Les partisans des coups d’Etat les présentent comme des alternatives aux pouvoirs démocratiques corrompus et aux élections truquées. Sauf que le remède est parfois pire que le mal qu’il veut soigner. Car un coup d’Etat réussi est un appel d’air à d’autres conspirateurs qui veulent se jeter avec avidité sur les caisses de l’Etat dans leur pays où dans les pays voisins comme les deux coups d’Etat du Mali en 2020 et 2021 qui ont fait des émules en Guinée en 2021 et au Burkina en 2022. Les coups d’Etat sont généralement des changements violents de régime, même si les militaires ne passent plus les dirigeants renversés par les armes, ils sont sources de retard dans le développement des pays qui sont en perpétuel recommencement et d’instabilité institutionnelle….

C’est pourquoi les dirigeants africains ont pensé qu’il fallait augmenter les coûts d’accès au pouvoir pour les conspirateurs militaires par l’instauration de sanctions économiques et financières.

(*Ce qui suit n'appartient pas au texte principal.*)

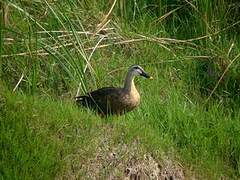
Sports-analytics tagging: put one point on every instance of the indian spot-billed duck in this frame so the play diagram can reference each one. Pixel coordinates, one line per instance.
(115, 100)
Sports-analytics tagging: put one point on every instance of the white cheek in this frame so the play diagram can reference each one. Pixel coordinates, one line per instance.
(139, 71)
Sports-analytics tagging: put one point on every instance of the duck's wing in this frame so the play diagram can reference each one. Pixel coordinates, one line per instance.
(100, 99)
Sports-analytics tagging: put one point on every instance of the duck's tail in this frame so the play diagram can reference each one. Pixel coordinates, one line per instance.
(83, 100)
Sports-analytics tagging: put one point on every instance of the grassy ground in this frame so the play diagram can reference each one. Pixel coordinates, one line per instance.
(187, 124)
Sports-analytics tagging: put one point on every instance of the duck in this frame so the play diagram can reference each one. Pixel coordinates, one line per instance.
(115, 100)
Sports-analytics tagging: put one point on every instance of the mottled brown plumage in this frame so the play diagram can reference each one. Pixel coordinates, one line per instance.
(112, 100)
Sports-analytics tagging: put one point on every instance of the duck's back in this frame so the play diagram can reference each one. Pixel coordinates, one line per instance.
(108, 100)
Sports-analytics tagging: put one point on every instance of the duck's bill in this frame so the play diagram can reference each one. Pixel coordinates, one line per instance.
(144, 74)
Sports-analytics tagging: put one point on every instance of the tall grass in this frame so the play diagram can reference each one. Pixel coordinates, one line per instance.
(60, 49)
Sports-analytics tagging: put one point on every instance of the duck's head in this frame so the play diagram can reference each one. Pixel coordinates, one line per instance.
(137, 70)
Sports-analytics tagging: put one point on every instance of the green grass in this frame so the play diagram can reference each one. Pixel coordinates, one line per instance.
(188, 113)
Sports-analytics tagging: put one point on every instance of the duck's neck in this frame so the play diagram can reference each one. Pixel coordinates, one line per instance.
(129, 82)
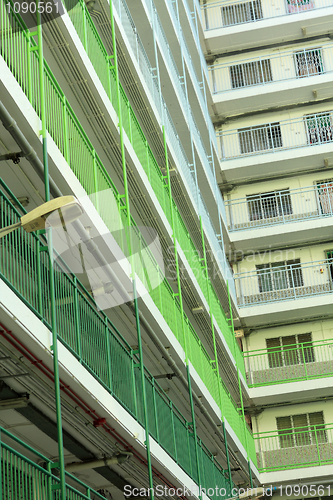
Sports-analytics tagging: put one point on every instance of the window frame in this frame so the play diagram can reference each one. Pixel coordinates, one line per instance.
(292, 437)
(269, 134)
(250, 74)
(319, 133)
(292, 273)
(306, 55)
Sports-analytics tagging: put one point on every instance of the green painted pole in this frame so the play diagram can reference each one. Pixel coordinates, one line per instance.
(215, 352)
(54, 347)
(129, 237)
(240, 391)
(180, 298)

Avant cette décision historique de l’adoption par l’Organisation de l’Unité Africaine, en 1999 à Alger, d’une résolution condamnant l’usage de la force dans la prise de pouvoir et sanctionnant les régimes qui en seraient issus, la règle de l’OUA était la non-ingérence dans les affaires intérieures d’un pays membre, ce qui était une prime aux dictateurs et putschistes de tout bord, qui ne se privaient pas de renverser à tout va les régimes en place.

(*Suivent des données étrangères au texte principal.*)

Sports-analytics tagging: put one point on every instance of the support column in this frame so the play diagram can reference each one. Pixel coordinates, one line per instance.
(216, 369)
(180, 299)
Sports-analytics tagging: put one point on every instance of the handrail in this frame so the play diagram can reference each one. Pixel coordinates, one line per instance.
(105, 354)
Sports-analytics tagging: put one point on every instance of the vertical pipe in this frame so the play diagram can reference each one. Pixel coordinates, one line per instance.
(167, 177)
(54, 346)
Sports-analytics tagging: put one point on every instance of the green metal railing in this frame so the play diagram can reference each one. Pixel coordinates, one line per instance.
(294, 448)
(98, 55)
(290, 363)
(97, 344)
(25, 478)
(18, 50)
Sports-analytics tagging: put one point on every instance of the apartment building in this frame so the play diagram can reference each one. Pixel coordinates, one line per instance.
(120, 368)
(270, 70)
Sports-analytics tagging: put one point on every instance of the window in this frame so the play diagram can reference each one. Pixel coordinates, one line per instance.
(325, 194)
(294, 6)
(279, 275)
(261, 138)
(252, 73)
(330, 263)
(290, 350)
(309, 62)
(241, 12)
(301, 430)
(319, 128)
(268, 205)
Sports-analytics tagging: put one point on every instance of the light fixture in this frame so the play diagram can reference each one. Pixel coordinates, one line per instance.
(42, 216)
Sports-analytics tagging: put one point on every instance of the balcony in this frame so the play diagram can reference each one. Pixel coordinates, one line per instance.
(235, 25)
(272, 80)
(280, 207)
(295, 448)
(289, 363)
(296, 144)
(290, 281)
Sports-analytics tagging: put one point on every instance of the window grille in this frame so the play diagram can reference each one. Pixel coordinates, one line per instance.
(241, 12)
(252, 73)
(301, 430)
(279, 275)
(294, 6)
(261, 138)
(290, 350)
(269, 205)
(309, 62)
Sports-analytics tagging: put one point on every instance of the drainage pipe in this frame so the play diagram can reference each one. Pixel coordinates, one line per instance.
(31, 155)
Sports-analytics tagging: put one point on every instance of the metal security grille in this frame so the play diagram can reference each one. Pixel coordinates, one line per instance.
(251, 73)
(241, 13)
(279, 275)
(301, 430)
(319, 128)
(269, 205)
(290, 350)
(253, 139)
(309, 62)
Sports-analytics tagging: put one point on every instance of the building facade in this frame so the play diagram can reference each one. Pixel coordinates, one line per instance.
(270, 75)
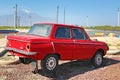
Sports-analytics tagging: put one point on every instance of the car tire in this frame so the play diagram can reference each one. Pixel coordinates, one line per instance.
(49, 63)
(97, 60)
(25, 60)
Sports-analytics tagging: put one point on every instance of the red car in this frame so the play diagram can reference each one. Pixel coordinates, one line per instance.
(50, 42)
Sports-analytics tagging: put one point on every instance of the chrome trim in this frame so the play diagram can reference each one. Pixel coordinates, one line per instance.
(18, 40)
(20, 51)
(53, 46)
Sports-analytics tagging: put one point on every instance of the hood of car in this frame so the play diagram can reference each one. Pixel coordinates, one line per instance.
(29, 38)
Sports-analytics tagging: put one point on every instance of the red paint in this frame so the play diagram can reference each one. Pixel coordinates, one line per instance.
(68, 49)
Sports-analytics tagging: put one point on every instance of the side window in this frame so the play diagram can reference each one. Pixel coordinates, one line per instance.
(79, 34)
(62, 32)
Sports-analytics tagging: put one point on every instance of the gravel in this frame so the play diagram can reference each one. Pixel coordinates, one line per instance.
(68, 70)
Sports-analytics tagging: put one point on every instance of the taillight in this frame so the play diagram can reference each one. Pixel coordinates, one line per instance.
(28, 47)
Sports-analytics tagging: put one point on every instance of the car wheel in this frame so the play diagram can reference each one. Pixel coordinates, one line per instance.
(25, 60)
(97, 60)
(49, 63)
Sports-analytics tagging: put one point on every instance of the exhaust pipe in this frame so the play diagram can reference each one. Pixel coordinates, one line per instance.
(3, 52)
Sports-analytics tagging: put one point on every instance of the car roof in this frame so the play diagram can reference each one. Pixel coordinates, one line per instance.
(58, 24)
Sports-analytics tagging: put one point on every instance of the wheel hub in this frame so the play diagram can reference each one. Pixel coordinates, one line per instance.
(51, 63)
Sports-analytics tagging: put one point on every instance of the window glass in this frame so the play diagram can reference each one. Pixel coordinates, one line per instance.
(79, 34)
(41, 30)
(62, 32)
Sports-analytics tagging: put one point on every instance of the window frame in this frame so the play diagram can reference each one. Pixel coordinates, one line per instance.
(62, 37)
(83, 32)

Genèse de la condamnation des coups d’Etat

Auparavant en 1997, l’OUA et la CEDEAO ont condamné le coup d’Etat intervenu en Sierra Léone contre Ahmad Téjan Kabah et les forces militaires de l’ECOMOG sont intervenues dans ce pays pour réinstaller le président élu au pouvoir en mars 1998. Cela a été possible parce que la puissance régionale de l’Afrique de l’Ouest, le Nigéria qui a connu 8 coups d’Etat entre 1966 et 1993 avait intériorisé du moins pour ses dirigeants de l’époque, la nécessité de mettre fin à cette instabilité chronique des pouvoirs africains. D’autres régions de l’Afrique ont par le passé imposé des embargos à des pouvoirs putschistes comme au Burundi par la Communauté économique des grands lacs et à Madagascar en 2009 par la Communauté de développement de l’Afrique australe (SADC).

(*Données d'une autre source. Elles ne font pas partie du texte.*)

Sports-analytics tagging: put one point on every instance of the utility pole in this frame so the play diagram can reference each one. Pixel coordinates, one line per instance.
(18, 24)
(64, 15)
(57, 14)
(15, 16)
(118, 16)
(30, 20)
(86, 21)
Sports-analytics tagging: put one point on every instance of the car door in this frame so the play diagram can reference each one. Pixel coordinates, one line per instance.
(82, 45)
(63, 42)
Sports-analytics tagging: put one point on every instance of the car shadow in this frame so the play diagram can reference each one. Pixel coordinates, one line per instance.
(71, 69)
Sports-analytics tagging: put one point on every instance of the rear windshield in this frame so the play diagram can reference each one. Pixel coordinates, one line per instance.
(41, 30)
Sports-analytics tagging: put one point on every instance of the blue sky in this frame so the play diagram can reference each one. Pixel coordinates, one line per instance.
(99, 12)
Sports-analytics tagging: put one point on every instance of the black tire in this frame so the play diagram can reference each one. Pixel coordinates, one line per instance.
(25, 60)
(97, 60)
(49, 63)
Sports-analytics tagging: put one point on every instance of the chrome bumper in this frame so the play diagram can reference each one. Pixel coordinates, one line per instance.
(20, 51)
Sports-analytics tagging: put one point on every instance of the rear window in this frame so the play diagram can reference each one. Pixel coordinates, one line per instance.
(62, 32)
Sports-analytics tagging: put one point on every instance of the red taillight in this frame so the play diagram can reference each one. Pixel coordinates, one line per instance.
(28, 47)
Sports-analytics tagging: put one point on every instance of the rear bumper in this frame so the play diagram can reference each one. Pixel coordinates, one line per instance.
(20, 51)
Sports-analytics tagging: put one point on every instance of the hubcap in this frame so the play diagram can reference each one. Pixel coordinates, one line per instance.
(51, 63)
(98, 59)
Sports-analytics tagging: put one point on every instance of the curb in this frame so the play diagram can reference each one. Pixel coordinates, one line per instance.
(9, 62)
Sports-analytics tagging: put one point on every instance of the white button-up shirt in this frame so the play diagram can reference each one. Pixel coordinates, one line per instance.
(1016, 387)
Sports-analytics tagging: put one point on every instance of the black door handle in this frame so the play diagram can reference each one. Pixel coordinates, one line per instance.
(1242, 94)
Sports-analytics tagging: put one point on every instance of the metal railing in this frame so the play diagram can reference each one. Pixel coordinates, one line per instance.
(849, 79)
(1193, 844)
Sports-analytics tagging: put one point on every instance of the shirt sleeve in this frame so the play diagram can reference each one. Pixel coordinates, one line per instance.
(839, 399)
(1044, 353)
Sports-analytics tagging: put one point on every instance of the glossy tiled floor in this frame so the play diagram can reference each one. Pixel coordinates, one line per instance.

Mais la CEDEAO a agi comme précurseur avec leadership dans les années 1990, considérant que l’intégration économique, son cœur de métier ne peut être atteinte si elle n’agit pas contre les évènements qui mettent en péril la paix et la sécurité, d’où l’ajout du volet, de la prévention et de la résolution des conflits armés ou crises politiques. La Communauté, sous l’impulsion du Nigeria, a usé de la force, pour restaurer la paix au Liberia puis en Sierra Leone dans la décennie 1990. Le Burkina Faso n’a pas joué un bon rôle dans cette affaire, mais cela est une autre histoire.

Les transitions à la place d’un retour au pouvoir du président renversé

Mais depuis les années 2000, la réponse aux coups d’Etat n’a plus été le retour au pouvoir du dirigeant déchu mais l’instauration d’une transition civile. C’est ce qui s’est fait au cas par cas au Mali en 2012, lors de la chute du président Ahmadou Toumani Touré (ATT) avec la succession du président de l’Assemblée nationale comme prévue par la constitution. Ce qui est un glissement qui a donné du poids au coup d’Etat comme un processus empêchant le dirigeant élu de continuer son mandat.

Au Burkina suite à la prise du pouvoir par l’armée suite à l’insurrection de 2014 c’est une transition civilo-militaire avec le duo Kafando- lieutenant-colonel Zida. Ce processus négocié entre les différentes forces politiques et sociales présentant des CV de candidats au poste de chef de l’Etat et qui a attribué à l’armée celui de Premier ministre, a aussi entériné le coup d’Etat et le colonel putschiste choisi par l’armée comme Premier ministre. De fait le colonel putschiste avait de l’ascendant sur le diplomate qui n’est pas entré en conflit avec lui du fait aussi de son métier.

En 2020, le Mali va introduire une transition civile où le président et le Premier ministre ne sont pas des militaires. Les putschistes ont eu la précaution de choisir un militaire en retraite pour diriger le pays avec un civil comme Premier ministre, eux-mêmes conservant les ministères de la Défense et de la Sécurité. Mais l’attelage ingénieux n’a pas fonctionné comme l’espérait les militaires qui ont repris en 2021 ce qu’ils avaient concédé au colonel à la retraite Ndaw.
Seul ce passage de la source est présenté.